Petite frappe pic.twitter.com/bJ4AQWep00

— Ambassade de Chine en France (@AmbassadeChine) March 19, 2021
L'ambassadeur Lu Shaye s'est aussi déclaré "fermement opposé" à un projet de visite de parlementaires français à Taïwan. La République populaire de Chine considère Taïwan comme une de ses provinces, dénonce chaque visite de responsables occidentaux sur l'île et menace de recourir à la force en cas de proclamation formelle d'indépendance par Taipei.

Bras de fer diplomatique sur la question des Ouïghours

Paris a par ailleurs jugé "inacceptable" la décision de Pékin de sanctionner dix ressortissants européens, dont un eurodéputé français, et quatre organisations en représailles à des sanctions de l'UE pour la répression de Pékin contre la minorité musulmane des Ouïghours.

Les propos de l’ambassade de Chine en France et les actions contre des élus, chercheurs et diplomates européens sont inadmissibles.

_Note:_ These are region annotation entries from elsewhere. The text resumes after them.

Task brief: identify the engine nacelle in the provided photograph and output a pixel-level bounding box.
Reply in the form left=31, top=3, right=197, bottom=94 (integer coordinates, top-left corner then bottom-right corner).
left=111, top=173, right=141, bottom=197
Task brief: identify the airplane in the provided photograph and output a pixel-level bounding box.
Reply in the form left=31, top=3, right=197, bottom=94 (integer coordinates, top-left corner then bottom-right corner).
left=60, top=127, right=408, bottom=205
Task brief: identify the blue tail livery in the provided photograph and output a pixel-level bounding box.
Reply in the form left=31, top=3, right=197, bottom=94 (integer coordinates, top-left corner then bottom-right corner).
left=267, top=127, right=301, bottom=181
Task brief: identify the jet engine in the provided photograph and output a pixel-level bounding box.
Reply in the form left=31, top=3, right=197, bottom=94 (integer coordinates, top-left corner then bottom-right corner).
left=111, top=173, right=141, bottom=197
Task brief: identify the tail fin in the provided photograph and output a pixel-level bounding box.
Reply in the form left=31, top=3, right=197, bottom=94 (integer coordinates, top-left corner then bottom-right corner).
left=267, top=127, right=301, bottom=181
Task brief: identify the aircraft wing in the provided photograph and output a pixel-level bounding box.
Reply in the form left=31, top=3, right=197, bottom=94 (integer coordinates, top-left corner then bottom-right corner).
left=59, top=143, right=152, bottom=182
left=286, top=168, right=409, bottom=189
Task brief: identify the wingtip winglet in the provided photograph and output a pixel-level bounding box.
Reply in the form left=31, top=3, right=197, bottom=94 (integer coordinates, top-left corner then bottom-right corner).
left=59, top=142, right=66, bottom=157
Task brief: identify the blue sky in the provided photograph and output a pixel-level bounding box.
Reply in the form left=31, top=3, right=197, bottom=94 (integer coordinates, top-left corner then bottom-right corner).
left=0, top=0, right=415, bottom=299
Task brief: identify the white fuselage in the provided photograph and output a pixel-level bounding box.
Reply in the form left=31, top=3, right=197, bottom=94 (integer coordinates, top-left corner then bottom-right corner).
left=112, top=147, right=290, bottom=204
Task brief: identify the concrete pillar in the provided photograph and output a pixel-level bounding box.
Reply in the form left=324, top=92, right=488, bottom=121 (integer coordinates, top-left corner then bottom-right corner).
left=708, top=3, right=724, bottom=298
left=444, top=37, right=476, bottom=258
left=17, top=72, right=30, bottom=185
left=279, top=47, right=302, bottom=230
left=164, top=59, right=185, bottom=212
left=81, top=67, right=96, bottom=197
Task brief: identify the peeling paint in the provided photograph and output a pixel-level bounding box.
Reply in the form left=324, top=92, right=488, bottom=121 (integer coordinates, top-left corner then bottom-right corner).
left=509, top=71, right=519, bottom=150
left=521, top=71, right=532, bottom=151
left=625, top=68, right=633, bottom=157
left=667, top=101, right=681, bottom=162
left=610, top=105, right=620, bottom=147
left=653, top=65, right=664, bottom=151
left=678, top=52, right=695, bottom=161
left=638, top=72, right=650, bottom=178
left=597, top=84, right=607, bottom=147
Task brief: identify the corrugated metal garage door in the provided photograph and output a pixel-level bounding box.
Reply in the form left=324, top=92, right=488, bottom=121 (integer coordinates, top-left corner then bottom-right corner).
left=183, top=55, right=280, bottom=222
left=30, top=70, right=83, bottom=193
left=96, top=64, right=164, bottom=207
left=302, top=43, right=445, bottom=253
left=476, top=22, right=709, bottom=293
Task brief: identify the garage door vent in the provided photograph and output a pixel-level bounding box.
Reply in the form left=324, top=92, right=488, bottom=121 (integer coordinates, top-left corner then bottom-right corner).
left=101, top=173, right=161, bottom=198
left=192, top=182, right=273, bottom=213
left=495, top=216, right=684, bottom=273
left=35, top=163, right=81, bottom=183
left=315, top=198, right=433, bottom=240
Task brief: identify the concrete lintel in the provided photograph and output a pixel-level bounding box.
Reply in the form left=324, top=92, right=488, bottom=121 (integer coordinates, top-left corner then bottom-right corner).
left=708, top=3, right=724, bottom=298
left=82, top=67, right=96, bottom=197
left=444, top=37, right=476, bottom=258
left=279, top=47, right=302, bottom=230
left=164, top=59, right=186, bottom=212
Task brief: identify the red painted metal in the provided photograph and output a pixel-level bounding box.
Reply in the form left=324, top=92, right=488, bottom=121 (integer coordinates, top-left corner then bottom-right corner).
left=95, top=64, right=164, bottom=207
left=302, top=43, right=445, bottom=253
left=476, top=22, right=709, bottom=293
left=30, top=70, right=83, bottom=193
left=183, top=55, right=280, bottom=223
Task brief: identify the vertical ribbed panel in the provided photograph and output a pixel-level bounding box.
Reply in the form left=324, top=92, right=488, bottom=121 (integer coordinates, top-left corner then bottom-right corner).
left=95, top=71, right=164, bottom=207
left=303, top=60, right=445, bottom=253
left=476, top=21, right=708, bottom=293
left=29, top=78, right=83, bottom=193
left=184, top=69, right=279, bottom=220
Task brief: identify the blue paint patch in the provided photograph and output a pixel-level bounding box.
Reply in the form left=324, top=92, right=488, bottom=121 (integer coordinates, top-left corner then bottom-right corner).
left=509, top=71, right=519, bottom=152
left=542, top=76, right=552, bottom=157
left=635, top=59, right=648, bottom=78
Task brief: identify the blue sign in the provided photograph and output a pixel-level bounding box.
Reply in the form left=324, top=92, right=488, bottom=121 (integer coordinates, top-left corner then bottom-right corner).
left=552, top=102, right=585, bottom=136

J’ai demandé que l’ambassadeur de Chine soit convoqué pour lui rappeler fermement ces messages.

— Jean-Yves Le Drian (@JY_LeDrian) March 22, 2021

Selon des études d'instituts américains et australien, au moins un million de Ouïghours ont été internés dans des "camps" de la région chinoise du Xinjiang (nord-ouest) et certains soumis à du "travail forcé" et des "stérilisations".

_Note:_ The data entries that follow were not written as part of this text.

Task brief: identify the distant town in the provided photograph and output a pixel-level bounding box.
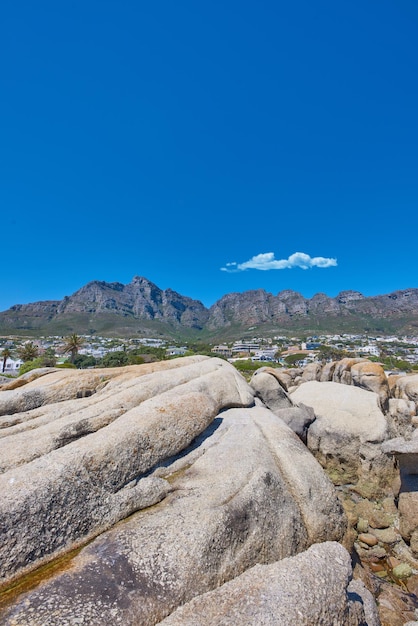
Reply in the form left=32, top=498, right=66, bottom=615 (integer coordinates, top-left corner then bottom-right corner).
left=0, top=334, right=418, bottom=377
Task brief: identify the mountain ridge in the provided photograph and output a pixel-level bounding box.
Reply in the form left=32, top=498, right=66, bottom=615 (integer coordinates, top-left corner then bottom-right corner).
left=0, top=276, right=418, bottom=339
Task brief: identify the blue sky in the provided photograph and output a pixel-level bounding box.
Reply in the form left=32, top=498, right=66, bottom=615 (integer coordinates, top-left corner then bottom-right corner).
left=0, top=0, right=418, bottom=310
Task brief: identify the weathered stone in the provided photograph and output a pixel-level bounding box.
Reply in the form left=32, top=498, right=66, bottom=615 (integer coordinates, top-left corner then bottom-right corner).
left=274, top=403, right=316, bottom=443
left=377, top=581, right=417, bottom=626
left=0, top=358, right=253, bottom=582
left=358, top=533, right=379, bottom=546
left=389, top=398, right=415, bottom=436
left=382, top=437, right=418, bottom=541
left=250, top=367, right=293, bottom=412
left=392, top=374, right=418, bottom=406
left=392, top=563, right=412, bottom=578
left=161, top=543, right=372, bottom=626
left=302, top=361, right=322, bottom=383
left=355, top=500, right=395, bottom=529
left=370, top=526, right=401, bottom=544
left=0, top=407, right=350, bottom=626
left=332, top=357, right=367, bottom=385
left=351, top=361, right=389, bottom=411
left=357, top=517, right=369, bottom=533
left=291, top=381, right=395, bottom=496
left=319, top=361, right=337, bottom=383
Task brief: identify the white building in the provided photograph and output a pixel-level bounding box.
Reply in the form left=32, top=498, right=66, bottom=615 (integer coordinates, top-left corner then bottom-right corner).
left=0, top=358, right=23, bottom=374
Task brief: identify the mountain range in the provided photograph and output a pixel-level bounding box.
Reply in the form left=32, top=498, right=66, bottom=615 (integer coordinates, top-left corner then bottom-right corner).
left=0, top=276, right=418, bottom=341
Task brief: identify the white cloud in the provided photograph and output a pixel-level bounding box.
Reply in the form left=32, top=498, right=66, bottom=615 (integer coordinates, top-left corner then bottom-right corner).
left=221, top=252, right=337, bottom=272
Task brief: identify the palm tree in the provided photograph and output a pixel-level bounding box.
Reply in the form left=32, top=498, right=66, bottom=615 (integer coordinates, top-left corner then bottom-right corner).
left=62, top=333, right=84, bottom=363
left=1, top=348, right=12, bottom=372
left=18, top=341, right=39, bottom=363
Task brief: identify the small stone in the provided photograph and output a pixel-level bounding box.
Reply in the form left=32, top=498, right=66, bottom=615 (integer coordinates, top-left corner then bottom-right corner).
left=358, top=533, right=379, bottom=547
left=369, top=561, right=386, bottom=572
left=392, top=563, right=412, bottom=578
left=357, top=517, right=369, bottom=533
left=371, top=527, right=401, bottom=544
left=387, top=556, right=401, bottom=569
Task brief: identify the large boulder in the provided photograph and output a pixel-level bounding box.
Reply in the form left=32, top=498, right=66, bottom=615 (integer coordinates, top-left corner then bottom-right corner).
left=382, top=437, right=418, bottom=558
left=392, top=374, right=418, bottom=414
left=250, top=367, right=315, bottom=443
left=0, top=404, right=346, bottom=626
left=0, top=357, right=254, bottom=583
left=250, top=367, right=293, bottom=411
left=160, top=542, right=380, bottom=626
left=291, top=381, right=394, bottom=495
left=332, top=357, right=367, bottom=385
left=351, top=361, right=390, bottom=412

La Chine dément catégoriquement les deux dernières accusations et affirme que les "camps" sont des "centres de formation professionnelle" destinés à éloigner la population de l'extrémisme religieux et du séparatisme, après une série d'attentats attribués à des Ouïghours.

Pékin a annoncé mardi avoir convoqué "dans la nuit" l'ambassadeur de l'UE en Chine, Nicolas Chapuis, afin de "condamner dans les termes les plus vifs" des sanctions européennes "fondées sur des mensonges et de fausses informations". "L'UE n'est pas qualifiée pour se poser en donneuse de leçon à l'égard de la Chine sur les droits de l'Homme", lui a indiqué le vice-ministre des Affaires étrangères, Qin Gang.

"La Chine exhorte l'UE à reconnaître la gravité de son erreur, à la corriger et à mettre fin à la confrontation, afin de ne pas causer davantage de dommages aux relations sino-européennes", a-t-il ajouté.